Catalog
Preface
When it comes to the job hunting phase, you must have been asked how MQ guarantees the reliability of messages or how MQ guarantees that messages are not lost. We all know that MQ sending messages is generally divided into three phases: producer sending messages to MQ, MQ storing messages to memory or hard disk, and consumer consuming messages. However, all three processes can cause message loss for a variety of reasons. For example, during the producer sending phase, MQ messages may be lost due to network latency; During the storage phase, Broker puts the message in memory first, then persists it to the hard disk according to the brush policy. However, if you just receive a message and it has not been persisted to the hard disk server down, the message will be lost. When consuming on the consumer side, MQ loses the message due to network reasons in the transmission process.
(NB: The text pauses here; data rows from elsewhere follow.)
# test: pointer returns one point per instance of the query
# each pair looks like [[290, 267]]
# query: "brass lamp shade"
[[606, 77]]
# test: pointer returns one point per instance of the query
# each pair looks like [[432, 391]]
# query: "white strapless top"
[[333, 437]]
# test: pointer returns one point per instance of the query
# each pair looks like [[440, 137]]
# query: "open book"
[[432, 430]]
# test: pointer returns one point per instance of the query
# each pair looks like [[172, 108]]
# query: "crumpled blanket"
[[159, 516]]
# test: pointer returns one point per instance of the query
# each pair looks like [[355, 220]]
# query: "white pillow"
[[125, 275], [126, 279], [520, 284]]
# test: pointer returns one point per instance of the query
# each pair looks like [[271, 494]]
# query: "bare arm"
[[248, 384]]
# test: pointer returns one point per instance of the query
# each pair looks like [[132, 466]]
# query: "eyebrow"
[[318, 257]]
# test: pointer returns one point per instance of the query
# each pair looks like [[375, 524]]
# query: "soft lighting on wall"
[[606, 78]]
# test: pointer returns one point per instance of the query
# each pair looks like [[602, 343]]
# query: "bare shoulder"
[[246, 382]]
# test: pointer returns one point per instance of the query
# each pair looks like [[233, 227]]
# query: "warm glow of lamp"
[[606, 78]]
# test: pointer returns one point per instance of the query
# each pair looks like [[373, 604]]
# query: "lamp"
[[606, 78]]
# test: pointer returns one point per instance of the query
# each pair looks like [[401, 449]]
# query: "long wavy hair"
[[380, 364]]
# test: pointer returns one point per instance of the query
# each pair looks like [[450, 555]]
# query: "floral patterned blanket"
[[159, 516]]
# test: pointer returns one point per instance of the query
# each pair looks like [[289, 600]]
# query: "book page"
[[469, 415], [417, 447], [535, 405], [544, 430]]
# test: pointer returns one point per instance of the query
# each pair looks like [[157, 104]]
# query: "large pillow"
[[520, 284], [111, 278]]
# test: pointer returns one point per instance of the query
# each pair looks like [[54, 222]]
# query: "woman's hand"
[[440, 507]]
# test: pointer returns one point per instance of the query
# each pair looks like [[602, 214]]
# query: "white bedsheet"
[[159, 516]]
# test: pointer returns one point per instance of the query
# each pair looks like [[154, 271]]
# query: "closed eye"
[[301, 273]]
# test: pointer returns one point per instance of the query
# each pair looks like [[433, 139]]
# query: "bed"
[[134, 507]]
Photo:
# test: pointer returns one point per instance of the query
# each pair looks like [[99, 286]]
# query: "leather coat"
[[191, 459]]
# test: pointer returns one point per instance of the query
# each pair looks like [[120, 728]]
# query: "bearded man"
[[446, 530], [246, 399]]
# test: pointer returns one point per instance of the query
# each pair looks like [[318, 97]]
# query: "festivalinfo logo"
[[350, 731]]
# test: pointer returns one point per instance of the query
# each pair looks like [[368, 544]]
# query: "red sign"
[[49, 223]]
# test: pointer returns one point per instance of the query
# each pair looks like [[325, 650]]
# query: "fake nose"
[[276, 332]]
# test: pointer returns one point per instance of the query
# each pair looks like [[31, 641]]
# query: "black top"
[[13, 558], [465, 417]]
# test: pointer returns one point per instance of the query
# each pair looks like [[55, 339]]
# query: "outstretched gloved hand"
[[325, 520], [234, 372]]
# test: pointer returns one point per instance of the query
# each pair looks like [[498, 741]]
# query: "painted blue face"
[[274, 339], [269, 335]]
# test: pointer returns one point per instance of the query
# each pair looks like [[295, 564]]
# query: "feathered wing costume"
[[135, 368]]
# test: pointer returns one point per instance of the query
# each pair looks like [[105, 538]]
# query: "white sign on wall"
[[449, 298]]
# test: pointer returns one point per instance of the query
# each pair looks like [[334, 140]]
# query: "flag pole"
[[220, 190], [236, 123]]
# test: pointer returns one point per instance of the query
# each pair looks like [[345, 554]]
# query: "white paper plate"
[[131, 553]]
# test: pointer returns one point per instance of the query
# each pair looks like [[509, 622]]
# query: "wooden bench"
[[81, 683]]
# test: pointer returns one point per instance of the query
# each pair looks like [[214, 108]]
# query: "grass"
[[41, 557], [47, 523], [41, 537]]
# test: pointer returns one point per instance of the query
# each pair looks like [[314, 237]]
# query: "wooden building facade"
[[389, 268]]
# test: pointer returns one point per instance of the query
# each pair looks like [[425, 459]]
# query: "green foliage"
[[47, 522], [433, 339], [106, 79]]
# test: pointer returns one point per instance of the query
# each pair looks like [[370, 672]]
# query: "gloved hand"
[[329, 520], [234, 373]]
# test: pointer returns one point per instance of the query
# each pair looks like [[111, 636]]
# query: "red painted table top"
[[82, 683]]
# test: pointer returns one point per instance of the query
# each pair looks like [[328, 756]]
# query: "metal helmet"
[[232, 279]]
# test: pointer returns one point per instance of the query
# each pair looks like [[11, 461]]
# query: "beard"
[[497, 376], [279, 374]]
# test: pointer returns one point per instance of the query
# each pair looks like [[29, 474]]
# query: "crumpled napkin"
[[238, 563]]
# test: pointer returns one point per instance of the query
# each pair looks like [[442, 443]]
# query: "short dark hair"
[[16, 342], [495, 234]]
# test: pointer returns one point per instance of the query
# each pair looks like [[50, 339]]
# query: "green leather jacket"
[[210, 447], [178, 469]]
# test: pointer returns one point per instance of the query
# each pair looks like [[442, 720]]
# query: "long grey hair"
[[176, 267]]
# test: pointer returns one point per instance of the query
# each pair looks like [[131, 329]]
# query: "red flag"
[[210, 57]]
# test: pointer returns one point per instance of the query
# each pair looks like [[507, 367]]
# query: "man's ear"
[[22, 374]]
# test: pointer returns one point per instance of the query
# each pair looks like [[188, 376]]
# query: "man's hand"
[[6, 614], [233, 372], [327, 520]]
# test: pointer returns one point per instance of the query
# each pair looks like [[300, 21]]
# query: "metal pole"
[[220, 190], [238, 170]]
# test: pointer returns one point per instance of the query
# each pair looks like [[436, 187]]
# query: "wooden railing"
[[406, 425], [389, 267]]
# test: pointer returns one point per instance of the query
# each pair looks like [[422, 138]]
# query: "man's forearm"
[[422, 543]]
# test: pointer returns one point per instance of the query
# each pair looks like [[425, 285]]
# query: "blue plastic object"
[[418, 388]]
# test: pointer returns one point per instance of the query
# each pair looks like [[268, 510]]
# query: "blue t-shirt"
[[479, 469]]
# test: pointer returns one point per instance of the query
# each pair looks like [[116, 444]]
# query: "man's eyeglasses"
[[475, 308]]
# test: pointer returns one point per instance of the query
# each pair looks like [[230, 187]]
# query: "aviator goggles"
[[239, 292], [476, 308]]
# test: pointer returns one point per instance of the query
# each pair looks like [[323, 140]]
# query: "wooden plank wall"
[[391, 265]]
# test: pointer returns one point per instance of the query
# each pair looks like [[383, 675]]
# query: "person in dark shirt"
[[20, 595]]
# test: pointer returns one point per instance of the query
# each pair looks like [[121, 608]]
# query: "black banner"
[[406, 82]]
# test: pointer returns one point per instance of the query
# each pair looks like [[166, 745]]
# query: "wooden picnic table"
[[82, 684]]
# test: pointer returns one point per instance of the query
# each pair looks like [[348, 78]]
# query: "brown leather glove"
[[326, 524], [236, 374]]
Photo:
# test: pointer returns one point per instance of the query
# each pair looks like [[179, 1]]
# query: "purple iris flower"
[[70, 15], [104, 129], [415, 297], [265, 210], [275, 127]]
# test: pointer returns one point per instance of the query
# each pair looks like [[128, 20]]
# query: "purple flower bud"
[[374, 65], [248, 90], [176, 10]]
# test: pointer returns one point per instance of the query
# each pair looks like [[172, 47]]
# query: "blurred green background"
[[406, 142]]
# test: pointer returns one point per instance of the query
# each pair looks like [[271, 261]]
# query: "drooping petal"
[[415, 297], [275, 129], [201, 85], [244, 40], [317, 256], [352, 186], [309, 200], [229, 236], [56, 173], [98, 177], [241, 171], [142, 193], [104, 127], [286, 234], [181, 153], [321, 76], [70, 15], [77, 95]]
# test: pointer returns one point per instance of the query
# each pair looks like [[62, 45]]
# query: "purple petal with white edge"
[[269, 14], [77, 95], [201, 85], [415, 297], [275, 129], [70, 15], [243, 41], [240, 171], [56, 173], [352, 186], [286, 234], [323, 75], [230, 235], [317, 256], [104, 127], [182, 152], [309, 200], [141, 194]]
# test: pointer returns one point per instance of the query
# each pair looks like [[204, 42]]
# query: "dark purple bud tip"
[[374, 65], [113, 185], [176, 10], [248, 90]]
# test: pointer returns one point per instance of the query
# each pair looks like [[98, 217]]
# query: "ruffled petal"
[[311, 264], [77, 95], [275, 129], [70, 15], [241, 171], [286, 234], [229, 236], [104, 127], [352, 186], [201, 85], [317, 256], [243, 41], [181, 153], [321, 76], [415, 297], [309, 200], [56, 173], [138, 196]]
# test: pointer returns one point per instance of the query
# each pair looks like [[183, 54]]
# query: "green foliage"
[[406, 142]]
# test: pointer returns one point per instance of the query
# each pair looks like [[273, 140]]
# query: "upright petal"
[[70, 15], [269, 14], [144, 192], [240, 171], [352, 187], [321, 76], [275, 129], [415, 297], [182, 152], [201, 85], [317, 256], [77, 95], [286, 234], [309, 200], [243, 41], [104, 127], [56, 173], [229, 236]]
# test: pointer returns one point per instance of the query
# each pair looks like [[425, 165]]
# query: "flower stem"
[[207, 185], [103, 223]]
At this time, MQ also deletes the message from the queue, or consumer consumption failure message is lost, and so on. So how does MQ ensure that messages are not lost? Here's a summary of how rocketmq, rabbitmq, and kafka ensure that messages are not lost.
RocketMQ
Producer guarantees message is not lost
1. RocketMQ sends messages in three modes: synchronous, asynchronous and one-way.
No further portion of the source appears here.